在 2022/02/23 22:30, Ming Lei 写道:
On Wed, Feb 23, 2022 at 07:26:01PM +0800, Yu Kuai wrote:
blk_mq_realloc_hw_ctxs() will free the 'queue_hw_ctx'(e.g. undate
submit_queues through configfs for null_blk), while it might still be
used from other context(e.g. switch elevator to none):
t1 t2
elevator_switch
blk_mq_unquiesce_queue
blk_mq_run_hw_queues
queue_for_each_hw_ctx
// assembly code for hctx = (q)->queue_hw_ctx[i]
mov 0x48(%rbp),%rdx -> read old queue_hw_ctx
__blk_mq_update_nr_hw_queues
blk_mq_realloc_hw_ctxs
hctxs = q->queue_hw_ctx
q->queue_hw_ctx = new_hctxs
kfree(hctxs)
movslq %ebx,%rax
mov (%rdx,%rax,8),%rdi ->uaf
Not only uaf on queue_hw_ctx, but also other similar issue on other
structures, and I think the correct and easy fix is to quiesce request
queue during updating nr_hw_queues, something like the following patch:
diff --git a/block/blk-mq.c b/block/blk-mq.c
index a05ce7725031..d8e7c3cce0dd 100644
--- a/block/blk-mq.c
+++ b/block/blk-mq.c
@@ -4467,8 +4467,10 @@ static void __blk_mq_update_nr_hw_queues(struct blk_mq_tag_set *set,
if (set->nr_maps == 1 && nr_hw_queues == set->nr_hw_queues)
return;
- list_for_each_entry(q, &set->tag_list, tag_set_list)

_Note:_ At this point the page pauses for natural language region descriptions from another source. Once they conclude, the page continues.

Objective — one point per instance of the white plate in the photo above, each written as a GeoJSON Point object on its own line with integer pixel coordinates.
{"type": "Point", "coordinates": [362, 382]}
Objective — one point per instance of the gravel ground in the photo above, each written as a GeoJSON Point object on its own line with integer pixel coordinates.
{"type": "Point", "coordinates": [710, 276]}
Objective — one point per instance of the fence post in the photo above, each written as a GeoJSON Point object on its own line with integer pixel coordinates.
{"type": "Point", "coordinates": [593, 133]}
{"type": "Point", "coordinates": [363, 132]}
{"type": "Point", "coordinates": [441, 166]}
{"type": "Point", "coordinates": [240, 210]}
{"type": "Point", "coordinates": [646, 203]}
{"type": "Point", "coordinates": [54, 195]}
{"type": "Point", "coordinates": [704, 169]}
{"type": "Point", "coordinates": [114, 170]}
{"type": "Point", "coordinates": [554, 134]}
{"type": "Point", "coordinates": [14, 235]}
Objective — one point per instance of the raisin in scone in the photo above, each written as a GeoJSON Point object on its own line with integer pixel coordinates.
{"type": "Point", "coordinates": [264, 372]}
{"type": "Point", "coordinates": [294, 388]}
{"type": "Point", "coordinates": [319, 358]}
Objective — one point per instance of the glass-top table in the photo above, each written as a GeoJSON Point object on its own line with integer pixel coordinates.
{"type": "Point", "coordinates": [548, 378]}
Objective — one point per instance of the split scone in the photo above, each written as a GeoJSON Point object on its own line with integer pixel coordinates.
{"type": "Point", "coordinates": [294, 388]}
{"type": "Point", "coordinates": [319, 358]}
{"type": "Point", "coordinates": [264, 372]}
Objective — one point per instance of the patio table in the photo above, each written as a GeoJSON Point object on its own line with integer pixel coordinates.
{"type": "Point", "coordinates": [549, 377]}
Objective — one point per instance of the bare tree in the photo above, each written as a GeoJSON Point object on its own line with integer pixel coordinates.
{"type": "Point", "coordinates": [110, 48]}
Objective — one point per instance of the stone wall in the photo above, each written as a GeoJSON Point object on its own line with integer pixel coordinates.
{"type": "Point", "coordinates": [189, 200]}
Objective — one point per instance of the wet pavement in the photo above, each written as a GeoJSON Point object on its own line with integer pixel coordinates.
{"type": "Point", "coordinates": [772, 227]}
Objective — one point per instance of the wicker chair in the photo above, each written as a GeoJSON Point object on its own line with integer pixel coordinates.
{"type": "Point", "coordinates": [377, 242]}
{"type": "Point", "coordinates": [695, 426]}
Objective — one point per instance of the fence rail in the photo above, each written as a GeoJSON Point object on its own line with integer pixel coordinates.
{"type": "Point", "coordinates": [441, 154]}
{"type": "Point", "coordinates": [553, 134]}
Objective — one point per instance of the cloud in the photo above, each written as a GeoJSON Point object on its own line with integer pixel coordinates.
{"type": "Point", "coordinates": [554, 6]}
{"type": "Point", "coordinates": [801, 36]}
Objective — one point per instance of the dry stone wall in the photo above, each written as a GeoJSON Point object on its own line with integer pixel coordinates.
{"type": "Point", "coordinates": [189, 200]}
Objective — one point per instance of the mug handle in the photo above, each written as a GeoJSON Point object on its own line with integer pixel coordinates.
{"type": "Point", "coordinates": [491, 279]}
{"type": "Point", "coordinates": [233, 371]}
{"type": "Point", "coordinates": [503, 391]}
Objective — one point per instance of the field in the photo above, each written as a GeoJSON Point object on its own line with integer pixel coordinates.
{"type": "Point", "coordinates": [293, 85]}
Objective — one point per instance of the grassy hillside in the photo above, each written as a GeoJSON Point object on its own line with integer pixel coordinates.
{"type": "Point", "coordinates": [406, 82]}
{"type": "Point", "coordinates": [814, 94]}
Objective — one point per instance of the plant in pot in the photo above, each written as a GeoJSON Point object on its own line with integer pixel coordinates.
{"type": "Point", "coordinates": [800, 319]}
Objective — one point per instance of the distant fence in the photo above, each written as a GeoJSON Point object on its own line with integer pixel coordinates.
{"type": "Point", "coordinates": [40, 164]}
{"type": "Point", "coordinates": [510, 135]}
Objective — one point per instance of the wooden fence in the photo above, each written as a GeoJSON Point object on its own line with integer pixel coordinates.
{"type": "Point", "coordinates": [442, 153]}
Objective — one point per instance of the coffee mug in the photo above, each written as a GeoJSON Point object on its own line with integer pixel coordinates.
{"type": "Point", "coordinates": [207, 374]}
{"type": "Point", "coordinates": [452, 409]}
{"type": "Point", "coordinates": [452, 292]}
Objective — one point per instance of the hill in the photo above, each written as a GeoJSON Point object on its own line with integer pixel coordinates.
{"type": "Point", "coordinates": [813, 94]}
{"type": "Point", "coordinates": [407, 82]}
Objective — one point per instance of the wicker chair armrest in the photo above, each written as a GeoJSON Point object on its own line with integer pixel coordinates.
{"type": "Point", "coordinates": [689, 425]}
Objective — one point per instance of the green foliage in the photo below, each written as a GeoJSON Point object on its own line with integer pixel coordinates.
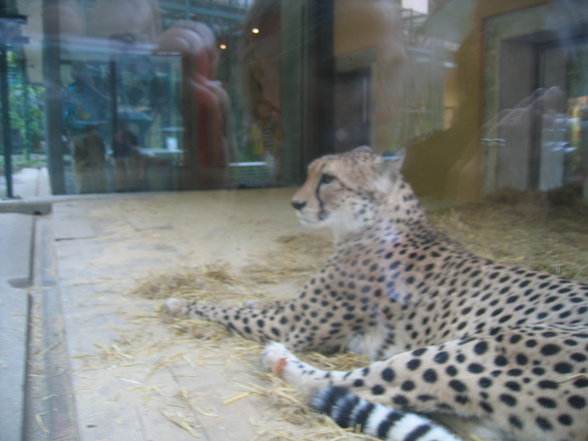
{"type": "Point", "coordinates": [26, 107]}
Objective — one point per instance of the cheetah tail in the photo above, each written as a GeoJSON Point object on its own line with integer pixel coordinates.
{"type": "Point", "coordinates": [387, 423]}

+ list_for_each_entry(q, &set->tag_list, tag_set_list) {
blk_mq_freeze_queue(q);
+ blk_mq_quiesce_queue(q);
+ }
/*
* Switch IO scheduler to 'none', cleaning up the data associated
* with the previous scheduler. We will switch back once we are done
@@ -4518,8 +4520,10 @@ static void __blk_mq_update_nr_hw_queues(struct blk_mq_tag_set *set,
list_for_each_entry(q, &set->tag_list, tag_set_list)

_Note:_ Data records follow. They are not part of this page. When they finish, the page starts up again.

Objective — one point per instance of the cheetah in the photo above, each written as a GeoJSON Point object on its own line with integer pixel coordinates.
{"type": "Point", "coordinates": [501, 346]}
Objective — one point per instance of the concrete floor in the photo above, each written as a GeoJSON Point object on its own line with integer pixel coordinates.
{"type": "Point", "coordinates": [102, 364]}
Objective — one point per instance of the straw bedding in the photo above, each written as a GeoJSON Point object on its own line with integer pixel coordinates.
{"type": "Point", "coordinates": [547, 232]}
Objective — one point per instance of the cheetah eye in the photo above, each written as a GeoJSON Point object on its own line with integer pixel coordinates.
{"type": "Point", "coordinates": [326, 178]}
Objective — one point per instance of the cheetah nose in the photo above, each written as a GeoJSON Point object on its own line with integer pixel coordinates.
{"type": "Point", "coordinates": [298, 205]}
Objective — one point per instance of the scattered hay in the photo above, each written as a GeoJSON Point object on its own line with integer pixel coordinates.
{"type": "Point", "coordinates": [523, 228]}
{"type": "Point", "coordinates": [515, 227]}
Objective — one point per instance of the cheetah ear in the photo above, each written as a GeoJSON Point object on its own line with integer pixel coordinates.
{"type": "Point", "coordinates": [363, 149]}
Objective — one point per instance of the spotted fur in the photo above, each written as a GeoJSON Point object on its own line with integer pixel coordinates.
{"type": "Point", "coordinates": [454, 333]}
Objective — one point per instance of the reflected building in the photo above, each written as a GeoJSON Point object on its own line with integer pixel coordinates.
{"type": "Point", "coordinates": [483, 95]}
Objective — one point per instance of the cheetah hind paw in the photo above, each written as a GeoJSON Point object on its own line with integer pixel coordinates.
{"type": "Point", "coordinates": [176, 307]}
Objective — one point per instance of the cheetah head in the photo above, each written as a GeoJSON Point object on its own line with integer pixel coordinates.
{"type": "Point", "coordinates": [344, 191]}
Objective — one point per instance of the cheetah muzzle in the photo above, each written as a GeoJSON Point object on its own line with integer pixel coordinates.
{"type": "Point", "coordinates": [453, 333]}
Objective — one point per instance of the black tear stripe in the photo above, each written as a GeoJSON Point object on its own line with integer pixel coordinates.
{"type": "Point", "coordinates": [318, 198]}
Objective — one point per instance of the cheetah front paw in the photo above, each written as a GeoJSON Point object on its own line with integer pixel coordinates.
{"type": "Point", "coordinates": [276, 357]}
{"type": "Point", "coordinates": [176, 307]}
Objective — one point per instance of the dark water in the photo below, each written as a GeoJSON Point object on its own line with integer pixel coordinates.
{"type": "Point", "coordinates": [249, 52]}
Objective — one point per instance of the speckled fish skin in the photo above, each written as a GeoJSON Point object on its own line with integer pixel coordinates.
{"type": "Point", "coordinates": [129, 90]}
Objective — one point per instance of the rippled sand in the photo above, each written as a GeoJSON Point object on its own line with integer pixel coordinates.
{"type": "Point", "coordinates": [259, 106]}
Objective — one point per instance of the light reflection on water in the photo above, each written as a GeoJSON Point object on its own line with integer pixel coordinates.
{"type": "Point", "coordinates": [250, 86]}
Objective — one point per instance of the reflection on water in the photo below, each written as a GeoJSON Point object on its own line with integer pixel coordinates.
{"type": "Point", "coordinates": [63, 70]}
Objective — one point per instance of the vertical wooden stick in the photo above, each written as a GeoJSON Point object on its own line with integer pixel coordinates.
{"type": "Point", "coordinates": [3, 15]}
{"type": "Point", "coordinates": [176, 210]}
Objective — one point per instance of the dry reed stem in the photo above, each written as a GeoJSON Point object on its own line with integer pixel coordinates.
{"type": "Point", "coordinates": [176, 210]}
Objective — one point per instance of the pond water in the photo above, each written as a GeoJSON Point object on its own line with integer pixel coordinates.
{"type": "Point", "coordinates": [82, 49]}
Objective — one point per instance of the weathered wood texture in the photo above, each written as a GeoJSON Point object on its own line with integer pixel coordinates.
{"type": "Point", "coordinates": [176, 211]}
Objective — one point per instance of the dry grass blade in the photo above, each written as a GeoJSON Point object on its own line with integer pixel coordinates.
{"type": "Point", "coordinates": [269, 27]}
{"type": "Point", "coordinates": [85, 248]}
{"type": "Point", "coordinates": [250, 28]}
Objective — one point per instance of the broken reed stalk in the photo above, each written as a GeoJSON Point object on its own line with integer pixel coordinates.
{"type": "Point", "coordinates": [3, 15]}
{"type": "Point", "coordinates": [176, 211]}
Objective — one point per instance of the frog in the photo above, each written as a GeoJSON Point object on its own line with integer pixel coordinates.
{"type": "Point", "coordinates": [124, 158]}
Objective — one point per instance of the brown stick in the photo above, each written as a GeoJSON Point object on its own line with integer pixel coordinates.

blk_mq_elv_switch_back(&head, q);
- list_for_each_entry(q, &set->tag_list, tag_set_list)
+ list_for_each_entry(q, &set->tag_list, tag_set_list) {
+ blk_mq_unquiesce_queue(q);
blk_mq_unfreeze_queue(q);
+ }
}
void blk_mq_update_nr_hw_queues(struct blk_mq_tag_set *set, int nr_hw_queues)
Hi, Ming
If blk_mq_quiesce_queue() is called from __blk_mq_update_nr_hw_queues()

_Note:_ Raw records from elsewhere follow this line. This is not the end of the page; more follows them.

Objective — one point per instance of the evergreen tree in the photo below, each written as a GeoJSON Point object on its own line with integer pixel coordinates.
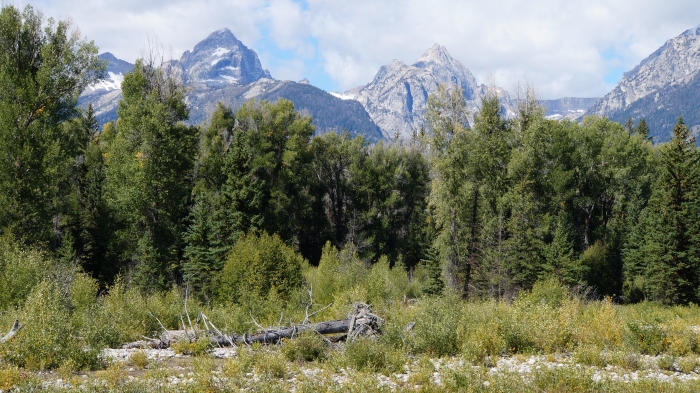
{"type": "Point", "coordinates": [44, 66]}
{"type": "Point", "coordinates": [643, 129]}
{"type": "Point", "coordinates": [149, 173]}
{"type": "Point", "coordinates": [671, 260]}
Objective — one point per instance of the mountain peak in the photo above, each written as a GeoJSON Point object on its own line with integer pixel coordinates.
{"type": "Point", "coordinates": [221, 59]}
{"type": "Point", "coordinates": [695, 31]}
{"type": "Point", "coordinates": [435, 54]}
{"type": "Point", "coordinates": [222, 33]}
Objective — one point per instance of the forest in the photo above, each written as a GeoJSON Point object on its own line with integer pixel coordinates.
{"type": "Point", "coordinates": [252, 215]}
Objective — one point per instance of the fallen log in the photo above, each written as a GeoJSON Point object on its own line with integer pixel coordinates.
{"type": "Point", "coordinates": [360, 323]}
{"type": "Point", "coordinates": [16, 327]}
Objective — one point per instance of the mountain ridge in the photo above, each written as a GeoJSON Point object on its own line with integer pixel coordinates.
{"type": "Point", "coordinates": [670, 72]}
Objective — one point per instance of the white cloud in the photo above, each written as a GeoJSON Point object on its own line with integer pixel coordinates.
{"type": "Point", "coordinates": [556, 45]}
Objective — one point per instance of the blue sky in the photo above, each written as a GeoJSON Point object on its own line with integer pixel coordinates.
{"type": "Point", "coordinates": [564, 48]}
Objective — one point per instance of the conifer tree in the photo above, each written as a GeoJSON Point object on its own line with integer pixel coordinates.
{"type": "Point", "coordinates": [671, 260]}
{"type": "Point", "coordinates": [148, 174]}
{"type": "Point", "coordinates": [44, 66]}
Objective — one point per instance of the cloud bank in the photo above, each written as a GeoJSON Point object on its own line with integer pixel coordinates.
{"type": "Point", "coordinates": [564, 48]}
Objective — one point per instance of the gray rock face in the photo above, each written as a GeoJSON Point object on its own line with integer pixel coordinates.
{"type": "Point", "coordinates": [672, 67]}
{"type": "Point", "coordinates": [221, 68]}
{"type": "Point", "coordinates": [572, 108]}
{"type": "Point", "coordinates": [106, 94]}
{"type": "Point", "coordinates": [221, 59]}
{"type": "Point", "coordinates": [397, 97]}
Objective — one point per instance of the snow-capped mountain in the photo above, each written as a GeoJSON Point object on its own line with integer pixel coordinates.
{"type": "Point", "coordinates": [662, 87]}
{"type": "Point", "coordinates": [221, 59]}
{"type": "Point", "coordinates": [221, 68]}
{"type": "Point", "coordinates": [571, 108]}
{"type": "Point", "coordinates": [105, 95]}
{"type": "Point", "coordinates": [397, 97]}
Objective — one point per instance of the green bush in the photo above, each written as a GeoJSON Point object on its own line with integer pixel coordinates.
{"type": "Point", "coordinates": [307, 347]}
{"type": "Point", "coordinates": [646, 339]}
{"type": "Point", "coordinates": [437, 324]}
{"type": "Point", "coordinates": [256, 265]}
{"type": "Point", "coordinates": [20, 271]}
{"type": "Point", "coordinates": [365, 354]}
{"type": "Point", "coordinates": [48, 339]}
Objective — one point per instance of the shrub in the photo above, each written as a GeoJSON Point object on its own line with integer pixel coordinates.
{"type": "Point", "coordinates": [20, 271]}
{"type": "Point", "coordinates": [646, 339]}
{"type": "Point", "coordinates": [307, 347]}
{"type": "Point", "coordinates": [258, 264]}
{"type": "Point", "coordinates": [437, 325]}
{"type": "Point", "coordinates": [11, 377]}
{"type": "Point", "coordinates": [365, 354]}
{"type": "Point", "coordinates": [47, 340]}
{"type": "Point", "coordinates": [600, 325]}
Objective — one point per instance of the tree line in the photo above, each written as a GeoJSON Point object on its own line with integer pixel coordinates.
{"type": "Point", "coordinates": [486, 209]}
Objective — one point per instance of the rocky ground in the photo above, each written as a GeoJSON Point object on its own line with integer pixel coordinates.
{"type": "Point", "coordinates": [177, 370]}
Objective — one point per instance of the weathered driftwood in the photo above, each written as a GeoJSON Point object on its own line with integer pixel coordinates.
{"type": "Point", "coordinates": [16, 327]}
{"type": "Point", "coordinates": [360, 323]}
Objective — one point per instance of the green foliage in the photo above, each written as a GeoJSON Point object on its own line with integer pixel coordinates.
{"type": "Point", "coordinates": [307, 347]}
{"type": "Point", "coordinates": [365, 354]}
{"type": "Point", "coordinates": [258, 265]}
{"type": "Point", "coordinates": [669, 257]}
{"type": "Point", "coordinates": [20, 271]}
{"type": "Point", "coordinates": [148, 174]}
{"type": "Point", "coordinates": [48, 340]}
{"type": "Point", "coordinates": [44, 66]}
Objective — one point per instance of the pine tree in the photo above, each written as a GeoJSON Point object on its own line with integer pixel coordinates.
{"type": "Point", "coordinates": [148, 175]}
{"type": "Point", "coordinates": [643, 129]}
{"type": "Point", "coordinates": [671, 264]}
{"type": "Point", "coordinates": [43, 69]}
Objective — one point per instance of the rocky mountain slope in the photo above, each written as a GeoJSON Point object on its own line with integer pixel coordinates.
{"type": "Point", "coordinates": [661, 88]}
{"type": "Point", "coordinates": [221, 68]}
{"type": "Point", "coordinates": [571, 108]}
{"type": "Point", "coordinates": [397, 97]}
{"type": "Point", "coordinates": [106, 94]}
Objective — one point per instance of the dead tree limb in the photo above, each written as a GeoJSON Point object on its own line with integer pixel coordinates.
{"type": "Point", "coordinates": [360, 323]}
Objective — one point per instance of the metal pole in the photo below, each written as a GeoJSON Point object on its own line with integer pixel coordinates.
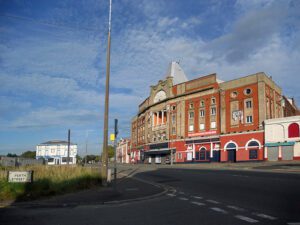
{"type": "Point", "coordinates": [105, 129]}
{"type": "Point", "coordinates": [68, 157]}
{"type": "Point", "coordinates": [115, 155]}
{"type": "Point", "coordinates": [86, 143]}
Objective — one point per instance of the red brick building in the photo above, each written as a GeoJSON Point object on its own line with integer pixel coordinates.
{"type": "Point", "coordinates": [205, 119]}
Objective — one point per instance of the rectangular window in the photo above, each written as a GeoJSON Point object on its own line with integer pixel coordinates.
{"type": "Point", "coordinates": [202, 126]}
{"type": "Point", "coordinates": [249, 119]}
{"type": "Point", "coordinates": [179, 155]}
{"type": "Point", "coordinates": [202, 113]}
{"type": "Point", "coordinates": [213, 125]}
{"type": "Point", "coordinates": [248, 104]}
{"type": "Point", "coordinates": [253, 154]}
{"type": "Point", "coordinates": [191, 115]}
{"type": "Point", "coordinates": [213, 111]}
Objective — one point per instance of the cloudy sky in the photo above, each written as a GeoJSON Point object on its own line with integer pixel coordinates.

first, and then swithing elevator to none won't trigger the problem.
However, what if blk_mq_unquiesce_queue() from switching elevator
decrease quiesce_depth to 0 first, and then blk_mq_quiesce_queue() is
called from __blk_mq_update_nr_hw_queues(), it seems to me such
concurrent scenarios still exist.
Thanks,
Kuai
Thanks,
Ming
.